Growers of paddy crop, who are perturbed about falling prices of rice in domestic and international markets, argue that the cash support of Rs5,000 per acre, offered in the package, is not sufficient to make up for the losses they are enduring.
They claim that the losses have jumped to Rs30,000 per acre, which is six times more than the incentive given to them. Owing to the market slump, the price of new paddy crop stands 30% lower than last year, farmers say. However, the crop is bumper and healthy as it has been protected from pest attack.
The government has set aside Rs40 billion for paying the cash grant of Rs5,000 per acre to rice and cotton growers owning up to 12.5 acres of agricultural land.
According to agricultural experts, basmati rice gives yield in the range of 35 to 45 maunds (40kg) per acre, super basmati gives 40 to 45 maunds, non-basmati varieties give 50 to 60 maunds and 386 non-basmati variety produces 45 to 50 maunds.
The average paddy productivity is very low compared with regional competitors where the yield is double than the production in Pakistan, which is the fourth largest exporter of rice in the world.
“Indians are very good in agriculture research and development work and scientists there have developed such paddy seeds that give more than 70 maunds per acre,” said Naseer Ahmad, an agricultural expert, while talking to The Express Tribune.
Last year, the price of basmati rice stood at Rs1,400 to Rs1,600 per maund, but now it has dipped to Rs1,000 to Rs1,100.
The 386 non-basmati variety fetched Rs1,000-1,100 per maund last year and the price has now gone down to Rs650-700, according to Taufeeq Ahmad, a rice exporter and former vice-chairman of the Rice Exporters Association of Pakistan.
He voiced fear that the massive decline in prices would hurt earnings of exporters and he also pointed to high transportation and shipping costs borne by them. “The government should give freight subsidy to rice exporters,” he said.
Last year, the exporters earned $1.84 billion, but Ahmad believed that it would be impossible to touch that figure this year following the slump in international commodity markets. Now, the exporters are looking to make inroads into the Iranian rice market. “If Iran starts importing rice, the farmers can recoup their losses,” Ahmad said.
However, international buyers are looking perplexed because of wild price movements.

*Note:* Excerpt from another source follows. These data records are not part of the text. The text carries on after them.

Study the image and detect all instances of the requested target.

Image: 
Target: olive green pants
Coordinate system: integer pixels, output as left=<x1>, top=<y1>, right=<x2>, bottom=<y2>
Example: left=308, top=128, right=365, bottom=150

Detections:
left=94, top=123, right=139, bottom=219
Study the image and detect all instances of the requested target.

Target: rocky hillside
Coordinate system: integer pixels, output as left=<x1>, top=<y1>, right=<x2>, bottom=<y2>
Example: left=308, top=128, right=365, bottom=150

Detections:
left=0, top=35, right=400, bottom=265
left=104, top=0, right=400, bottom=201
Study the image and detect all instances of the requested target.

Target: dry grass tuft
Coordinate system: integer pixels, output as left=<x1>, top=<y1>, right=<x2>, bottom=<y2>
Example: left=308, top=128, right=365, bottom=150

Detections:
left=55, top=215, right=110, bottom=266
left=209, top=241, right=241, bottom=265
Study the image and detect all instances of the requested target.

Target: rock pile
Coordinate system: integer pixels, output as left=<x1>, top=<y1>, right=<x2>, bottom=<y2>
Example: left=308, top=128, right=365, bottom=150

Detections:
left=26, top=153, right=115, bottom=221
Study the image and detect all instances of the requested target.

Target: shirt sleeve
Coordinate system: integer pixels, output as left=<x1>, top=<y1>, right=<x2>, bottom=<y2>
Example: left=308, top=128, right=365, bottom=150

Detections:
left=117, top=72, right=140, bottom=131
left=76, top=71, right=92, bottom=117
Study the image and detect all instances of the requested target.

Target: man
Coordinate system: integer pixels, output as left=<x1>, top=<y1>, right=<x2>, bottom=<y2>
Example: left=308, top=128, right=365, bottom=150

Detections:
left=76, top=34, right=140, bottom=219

Last year, many of them sustained heavy losses after international prices fell below their purchase price. “Many rice traders of the United Arab Emirates (UAE) faced bankruptcy too,” Ahmad said.
He pointed out that the 386 variety had great demand in the UAE, Iran, China and African nations but price fluctuations kept international traders away.
Published in The Express Tribune, September 20th, 2015.